Bursa Malaysia, where the EPF has significant investments, recorded a cumulative negative growth of 12% over three years since 2014.

As for corporate earnings, the provident fund expected the companies in FBM100 to see a decline in earnings of about 10% last year. So far about 50% of the 100 companies have reported their earnings and it is down by about 6% compared to 2015.

Because of the general decline in the value of stocks listed on Bursa, the EPF, as in accordance with its accounting standards, needed to mark-to-market the value of its investments. In this respect, the EPF recognised an impairment of RM8.17bil in its books for 2016 compared to RM3.07bil in 2015.

Had this impairment been smaller, the dividend declared would be higher as the EPF only declares dividend from realised income.

Shahril said that the provisions came mainly from EPF’s holdings in banks and oil and gas stocks.

“Banks were trading at historical low valuations of below book,” he said.

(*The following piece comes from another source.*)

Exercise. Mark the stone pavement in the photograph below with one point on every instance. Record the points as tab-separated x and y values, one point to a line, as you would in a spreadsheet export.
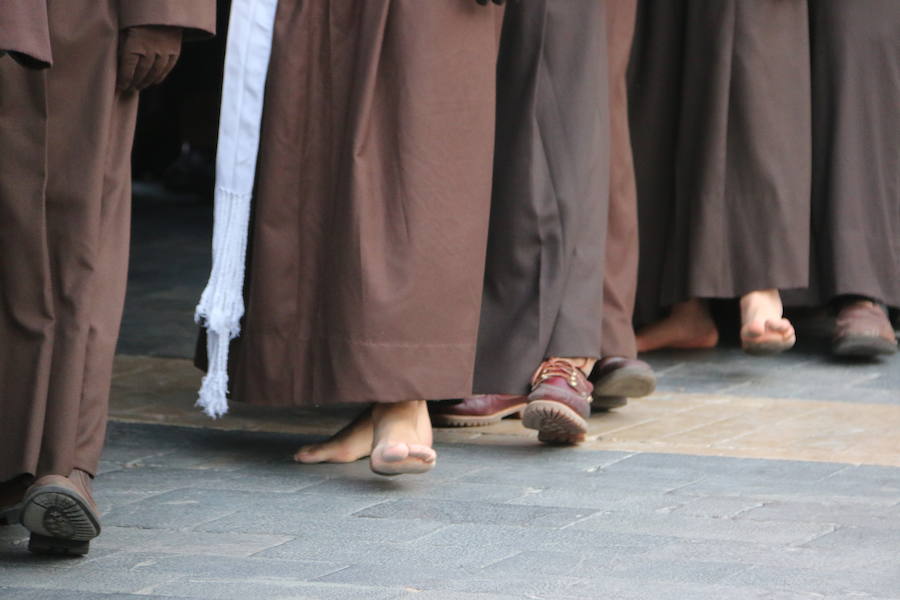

Banking stocks across the world saw a significant drop in their values because years of ultra low interest rate policy had eroded their margins. This, coupled with banks not allowed to undertake proprietary trading of stocks and bonds, caused valuations to drop significantly below the benchmark one-time book value. Big names such as Deutsche Bank traded at less than 0.5 times book value last year.

Malaysian banks suffered a similar fate as global financial institutions. Last year it became a norm for banks to trade at less than 0.8 times book value.

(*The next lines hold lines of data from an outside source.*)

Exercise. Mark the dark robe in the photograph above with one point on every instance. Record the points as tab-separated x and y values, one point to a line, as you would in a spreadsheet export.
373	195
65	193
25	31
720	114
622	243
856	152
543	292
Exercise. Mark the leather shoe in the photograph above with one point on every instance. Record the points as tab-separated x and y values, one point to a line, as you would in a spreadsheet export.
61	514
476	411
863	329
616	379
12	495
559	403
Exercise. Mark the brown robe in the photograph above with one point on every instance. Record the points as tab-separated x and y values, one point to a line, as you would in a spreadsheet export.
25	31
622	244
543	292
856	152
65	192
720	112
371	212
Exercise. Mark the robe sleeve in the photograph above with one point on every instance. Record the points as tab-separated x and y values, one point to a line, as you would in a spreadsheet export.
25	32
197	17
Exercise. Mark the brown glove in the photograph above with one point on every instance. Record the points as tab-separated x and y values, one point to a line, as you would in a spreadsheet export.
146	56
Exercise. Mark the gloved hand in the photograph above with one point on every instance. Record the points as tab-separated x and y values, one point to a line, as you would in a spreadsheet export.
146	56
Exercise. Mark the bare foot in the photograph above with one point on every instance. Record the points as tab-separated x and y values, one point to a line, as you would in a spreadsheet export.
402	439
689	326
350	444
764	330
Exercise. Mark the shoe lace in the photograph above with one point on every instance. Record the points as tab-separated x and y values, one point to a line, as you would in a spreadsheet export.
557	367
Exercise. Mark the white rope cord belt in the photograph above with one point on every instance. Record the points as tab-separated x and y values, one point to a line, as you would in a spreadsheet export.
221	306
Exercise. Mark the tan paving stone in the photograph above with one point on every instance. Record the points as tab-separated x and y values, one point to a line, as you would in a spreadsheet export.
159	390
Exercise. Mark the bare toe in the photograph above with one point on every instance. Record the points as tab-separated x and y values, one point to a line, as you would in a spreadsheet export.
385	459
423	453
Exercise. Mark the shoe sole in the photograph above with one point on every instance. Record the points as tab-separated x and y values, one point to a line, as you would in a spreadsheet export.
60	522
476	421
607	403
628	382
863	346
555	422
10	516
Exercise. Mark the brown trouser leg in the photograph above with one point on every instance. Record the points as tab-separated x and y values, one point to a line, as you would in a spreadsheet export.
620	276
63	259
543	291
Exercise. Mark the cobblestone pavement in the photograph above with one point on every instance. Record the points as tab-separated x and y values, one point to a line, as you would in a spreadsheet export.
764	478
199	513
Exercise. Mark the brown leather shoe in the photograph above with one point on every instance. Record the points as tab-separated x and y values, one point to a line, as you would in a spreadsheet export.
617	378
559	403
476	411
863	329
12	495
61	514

However, this year banking stocks are back on vogue. From the US to Europe, institutional funds are buying banking stocks as they feel the low interest rate era was over and under President Donald Trump, the administration would be more friendly towards financial institutions.

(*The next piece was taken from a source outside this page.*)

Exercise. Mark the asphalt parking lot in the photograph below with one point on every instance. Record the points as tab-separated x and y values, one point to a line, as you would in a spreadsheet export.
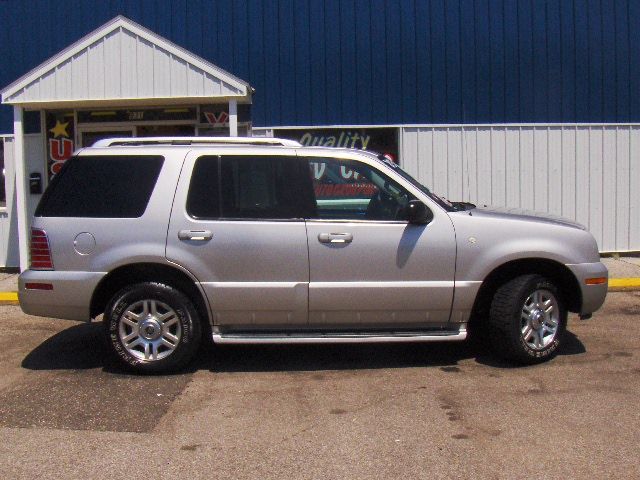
348	411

To a question, Shahril denied that the EPF’s dividend payout was impacted by its divestment of shares in Felda Global Ventures Bhd (FGV) or its subscription to bonds issued by 1Malaysia Development Bhd (1MDB).

He pointed out that the value of the provident fund’s investment in FGV was “very small” and did not have an impact on the performance of the fund last year.

In this respect, the EPF ceased to be a substantial shareholder of FGV, meaning its holding is less than 5%, in June 2015.

As for the bonds, Shahril said EPF only subscribed to RM200mil of 1MDB’s first issuance of RM5bil Islamic debt papers and it was fully guaranteed by the government.

Meanwhile CIMB Group Bhd group chief executive Tengku Datuk Seri Zafrul Aziz described EPF’s declaration of 5.7% dividend as commendable and reflective of EPF’s prudent management strategy.

“This is commendable given the tough investment climate both locally and globally and market uncertainties brought about by Brexit and Trump’s presidential election victory,” said Zafrul in a statement.

To be noted, in absolute amount, the EPF’s dividend payout for last year is more than 2014 even though the dividend declared is lower that the 6.75% declared in 2014.

EPF said in a statement on Saturday that this was because every 1% dividend in 2016 required RM6.51bil while in 2014 it was RM5.43bil. The payout required for every 1% has been growing at 9.5% annually since 2001 in tandem with the growing number of members’ savings, it said.